The ETC model could also provide mid-sized and large dialysis providers “conflicting incentives that undermine the goal of increasing the national home dialysis rate,” Crosson wrote. “Mid-sized and large dialysis organizations will likely operate facilities that will be assigned to the treatment group in some HRRs and the control group in other HRRs. The design of the model (ie, the set of financial incentives) would potentially put these providers in the awkward position of maintaining a status quo level of effort in control HRRs while exerting additional effort to increase home dialysis rates in treatment HRRs. The diverging incentives of treatment and control HRRs could affect organizational decisions such as the opening or closing facilities, the location of home dialysis programs, and a myriad of other decisions about the allocation of organizational resources.”
Crosson added, “Furthermore, the model’s incentives may unintentionally result in these organizations waiting until the model terminates to implement best practices organization-wide.”
MedPAC commissioners were also concerned that the ETC does not measure beneficiary experience. “Given the ETC model’s potential effect on beneficiaries’ care, we urge CMS to implement a more formal approach to assess beneficiaries’ experiences, such as developing a home dialysis [Consumer Assessment of Healthcare Providers and Systems] CAHPS instrument. Assessing patient experience is a key component in the Commission’s principles for measuring quality. These concerns also apply to monitoring the experience of beneficiaries undergoing a transplant,” according to the letter.
Instead of using the ETC model methodology, the commissioners believe that CMS should instead implement an approach similar to the Comprehensive End-Stage Renal Disease Care (CEC) model that could “provide a holistic approach to the care of beneficiaries with CKD, who often have multiple comorbidities in addition to kidney disease” and “hold both dialysis facilities and managing clinicians jointly accountable for the outcomes (quality, utilization, and financial) of beneficiaries with CKD, including rates of home dialysis and transplantation.
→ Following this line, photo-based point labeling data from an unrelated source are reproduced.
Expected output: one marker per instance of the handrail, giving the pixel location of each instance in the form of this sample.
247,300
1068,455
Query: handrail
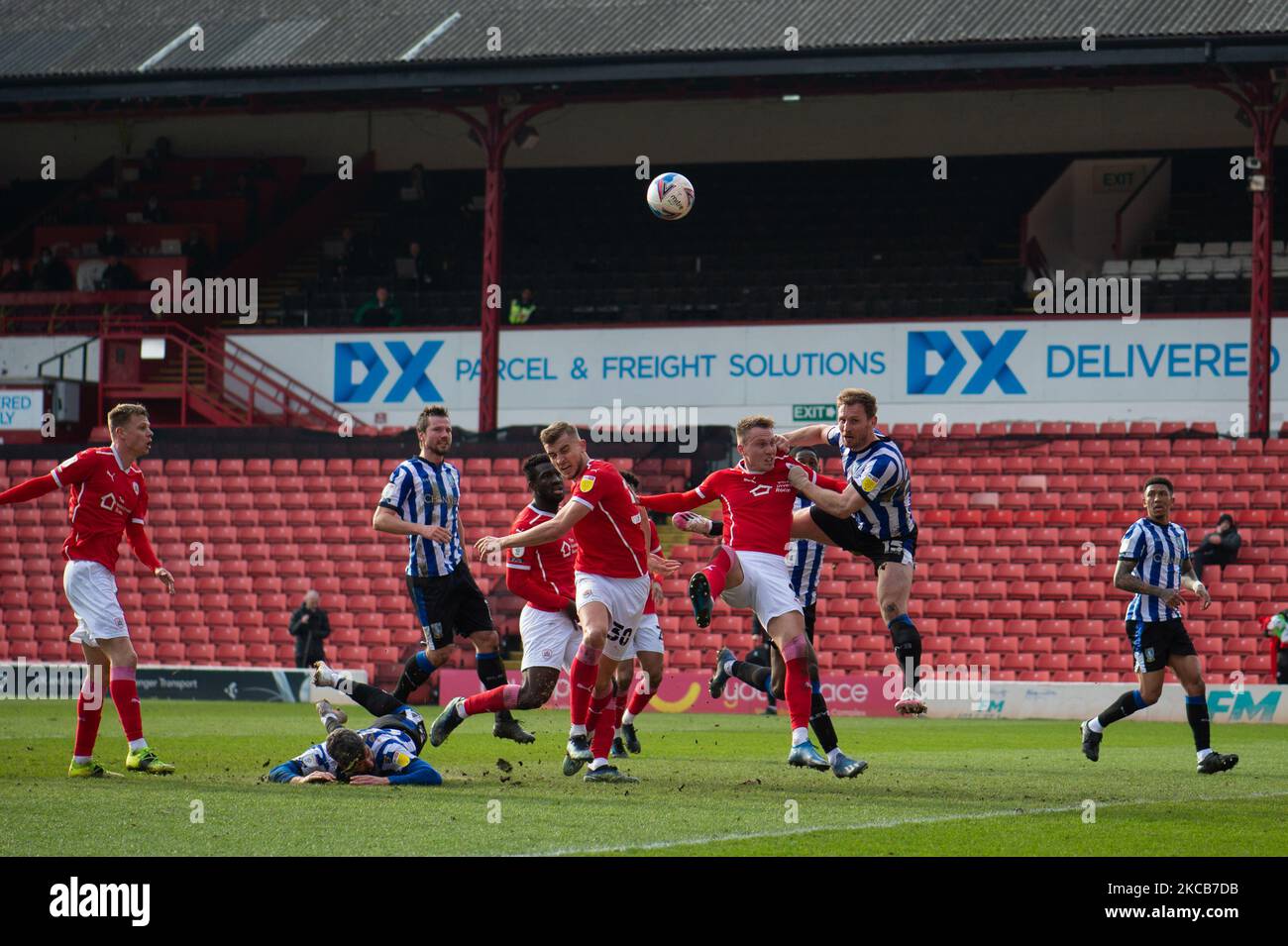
62,356
1140,188
292,398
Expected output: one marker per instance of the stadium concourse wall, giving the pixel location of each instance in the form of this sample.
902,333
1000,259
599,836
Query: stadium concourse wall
1003,368
30,680
958,693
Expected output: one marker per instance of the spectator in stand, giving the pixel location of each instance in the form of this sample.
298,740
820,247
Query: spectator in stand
117,275
153,211
1219,547
421,263
309,626
759,656
197,253
111,244
522,308
84,210
1276,627
378,312
50,273
249,193
14,277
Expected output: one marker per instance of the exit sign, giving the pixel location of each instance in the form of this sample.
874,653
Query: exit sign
812,412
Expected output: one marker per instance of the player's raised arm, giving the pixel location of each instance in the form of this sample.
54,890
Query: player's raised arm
561,523
804,437
840,504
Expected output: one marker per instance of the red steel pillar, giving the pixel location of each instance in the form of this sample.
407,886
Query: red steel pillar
1263,107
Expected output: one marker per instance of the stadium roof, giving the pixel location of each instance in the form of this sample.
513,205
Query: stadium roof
146,43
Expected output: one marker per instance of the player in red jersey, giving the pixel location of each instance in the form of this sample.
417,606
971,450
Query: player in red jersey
647,648
612,583
106,495
750,572
548,624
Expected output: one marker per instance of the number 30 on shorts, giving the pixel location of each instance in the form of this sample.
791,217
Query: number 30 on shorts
621,635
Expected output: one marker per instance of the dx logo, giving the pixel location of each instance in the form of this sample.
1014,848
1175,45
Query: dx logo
992,362
411,365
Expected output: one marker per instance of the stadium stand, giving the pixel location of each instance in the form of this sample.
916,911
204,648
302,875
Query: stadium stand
1008,520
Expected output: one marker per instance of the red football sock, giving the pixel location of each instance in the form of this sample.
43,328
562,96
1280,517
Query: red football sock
640,697
603,739
125,695
619,705
798,691
89,712
596,708
717,572
493,700
585,671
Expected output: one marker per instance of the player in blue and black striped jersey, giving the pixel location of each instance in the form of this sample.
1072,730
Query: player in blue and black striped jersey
1154,566
384,753
421,501
872,517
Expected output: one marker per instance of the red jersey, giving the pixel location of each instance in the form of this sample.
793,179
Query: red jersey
541,575
102,499
609,540
655,545
758,507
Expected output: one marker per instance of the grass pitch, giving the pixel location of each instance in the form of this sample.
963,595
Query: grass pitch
709,786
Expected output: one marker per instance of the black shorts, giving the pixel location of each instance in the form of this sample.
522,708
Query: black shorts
845,533
1154,641
809,624
449,606
408,721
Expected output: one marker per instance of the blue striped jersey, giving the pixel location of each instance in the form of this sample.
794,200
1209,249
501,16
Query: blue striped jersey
394,749
430,493
805,563
1158,553
880,475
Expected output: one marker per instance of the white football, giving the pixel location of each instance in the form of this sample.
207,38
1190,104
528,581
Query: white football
670,196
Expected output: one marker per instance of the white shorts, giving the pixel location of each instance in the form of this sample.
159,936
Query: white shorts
91,589
648,636
767,587
625,600
550,639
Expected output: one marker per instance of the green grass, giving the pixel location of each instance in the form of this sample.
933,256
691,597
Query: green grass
709,786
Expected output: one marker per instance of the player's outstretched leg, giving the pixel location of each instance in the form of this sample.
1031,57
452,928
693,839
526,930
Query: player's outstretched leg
1094,729
89,712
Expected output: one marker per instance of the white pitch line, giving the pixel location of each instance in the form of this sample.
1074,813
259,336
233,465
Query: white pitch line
883,822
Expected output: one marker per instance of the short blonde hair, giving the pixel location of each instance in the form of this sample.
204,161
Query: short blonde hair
120,415
754,421
557,430
857,395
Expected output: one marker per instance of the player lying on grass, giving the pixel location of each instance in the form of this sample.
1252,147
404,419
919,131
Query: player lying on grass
384,753
750,571
804,560
1154,564
612,581
542,577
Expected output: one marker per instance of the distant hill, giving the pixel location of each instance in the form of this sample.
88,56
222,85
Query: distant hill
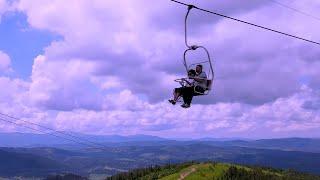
112,160
209,170
288,144
40,140
24,164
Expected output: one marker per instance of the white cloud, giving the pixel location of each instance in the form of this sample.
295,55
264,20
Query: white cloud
5,62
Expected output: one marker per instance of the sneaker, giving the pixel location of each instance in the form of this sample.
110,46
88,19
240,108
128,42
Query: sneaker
185,105
172,101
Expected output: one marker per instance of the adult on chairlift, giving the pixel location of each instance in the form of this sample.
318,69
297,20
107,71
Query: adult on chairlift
196,85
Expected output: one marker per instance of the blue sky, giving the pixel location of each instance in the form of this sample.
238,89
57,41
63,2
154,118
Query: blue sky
108,67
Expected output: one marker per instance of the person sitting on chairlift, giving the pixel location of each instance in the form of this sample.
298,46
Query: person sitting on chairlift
197,87
178,92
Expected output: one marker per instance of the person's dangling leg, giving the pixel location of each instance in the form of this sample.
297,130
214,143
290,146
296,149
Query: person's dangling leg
187,97
176,94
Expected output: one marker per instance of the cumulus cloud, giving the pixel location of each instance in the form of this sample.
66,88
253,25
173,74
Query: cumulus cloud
3,7
5,62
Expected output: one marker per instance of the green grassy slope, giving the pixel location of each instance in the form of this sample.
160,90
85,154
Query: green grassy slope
215,171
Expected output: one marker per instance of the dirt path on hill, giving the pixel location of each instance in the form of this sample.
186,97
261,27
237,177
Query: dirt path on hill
185,174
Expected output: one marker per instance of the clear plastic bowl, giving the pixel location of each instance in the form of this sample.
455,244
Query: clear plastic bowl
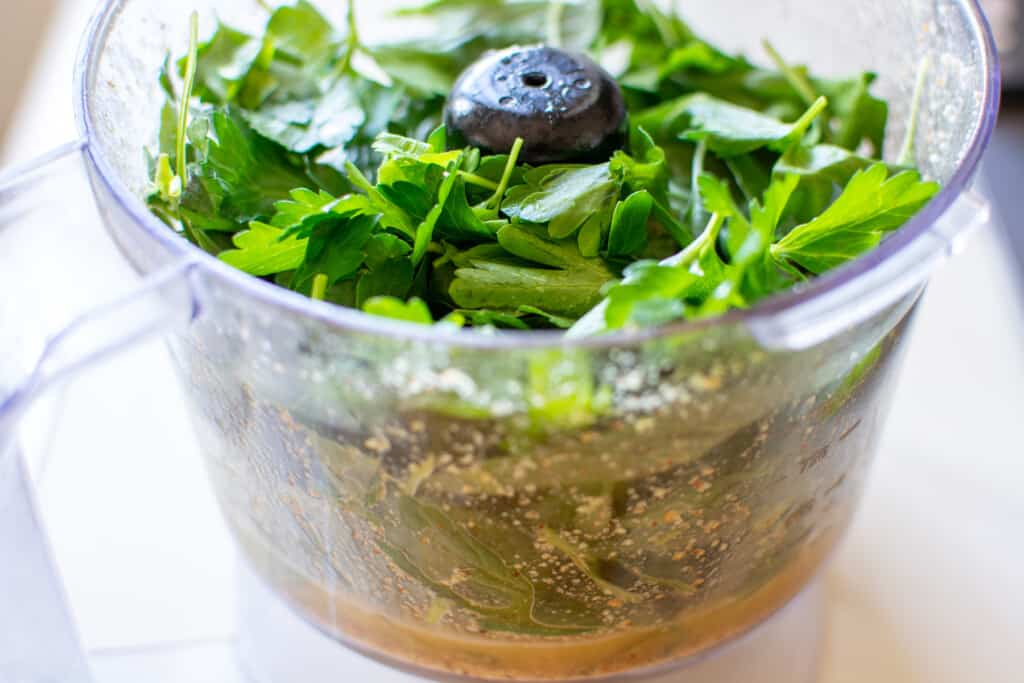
517,507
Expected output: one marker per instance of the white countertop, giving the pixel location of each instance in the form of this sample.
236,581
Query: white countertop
929,587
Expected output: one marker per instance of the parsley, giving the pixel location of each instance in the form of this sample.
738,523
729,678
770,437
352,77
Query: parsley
305,156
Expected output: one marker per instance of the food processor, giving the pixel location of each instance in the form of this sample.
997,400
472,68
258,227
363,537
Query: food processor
478,506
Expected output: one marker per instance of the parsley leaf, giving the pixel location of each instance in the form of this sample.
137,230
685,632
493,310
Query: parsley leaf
730,130
564,197
261,251
871,205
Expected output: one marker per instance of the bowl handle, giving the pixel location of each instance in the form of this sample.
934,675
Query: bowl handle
40,640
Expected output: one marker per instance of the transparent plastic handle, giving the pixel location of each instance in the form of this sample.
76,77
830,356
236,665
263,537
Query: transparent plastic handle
38,638
823,316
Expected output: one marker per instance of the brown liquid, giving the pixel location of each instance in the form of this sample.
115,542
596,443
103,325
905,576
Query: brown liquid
433,651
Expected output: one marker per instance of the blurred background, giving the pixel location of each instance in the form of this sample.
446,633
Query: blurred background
939,534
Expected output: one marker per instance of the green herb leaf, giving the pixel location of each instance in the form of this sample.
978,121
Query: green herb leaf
629,225
729,130
261,251
564,198
414,310
871,205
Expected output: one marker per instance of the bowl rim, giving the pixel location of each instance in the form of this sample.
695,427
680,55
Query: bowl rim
354,321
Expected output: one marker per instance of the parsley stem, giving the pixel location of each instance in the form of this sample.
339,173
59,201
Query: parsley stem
909,148
699,246
189,83
478,180
318,290
797,80
696,170
352,42
495,203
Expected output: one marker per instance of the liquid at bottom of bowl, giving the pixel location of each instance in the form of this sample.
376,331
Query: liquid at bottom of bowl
434,652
Kidney transplant centers should also be considered to participate in such a model.
“Overall, the commission believes that the ETC model, while laudable in its goal of increasing home dialysis use and kidney transplantation among ESRD beneficiaries, is too narrowly focused and does not promote holistic care for the multiple chronic and acute conditions that ESRD beneficiaries face,” Crosson wrote. “The commission believes that CMS should implement a broader approach under a shared savings program, which would hold both dialysis facilities and managing clinicians jointly accountable for all the care furnished to their patients with advanced CKD.
“We have previously said that a shared savings program for dialysis facilities and managing clinicians, if structured properly, could present an opportunity to transform the [fee-for-service] FFS delivery system, improve care management and coordination, and reward providers who are doing their part to control costs and improve quality.
“By contrast, the narrow scope of the proposed ETC model — focusing on increasing only home dialysis use and kidney transplantation — does not address some of the undesirable incentives inherent in FFS payment (such as the lack of collaboration among health care providers to coordinate a patient’s care),” according to the letter.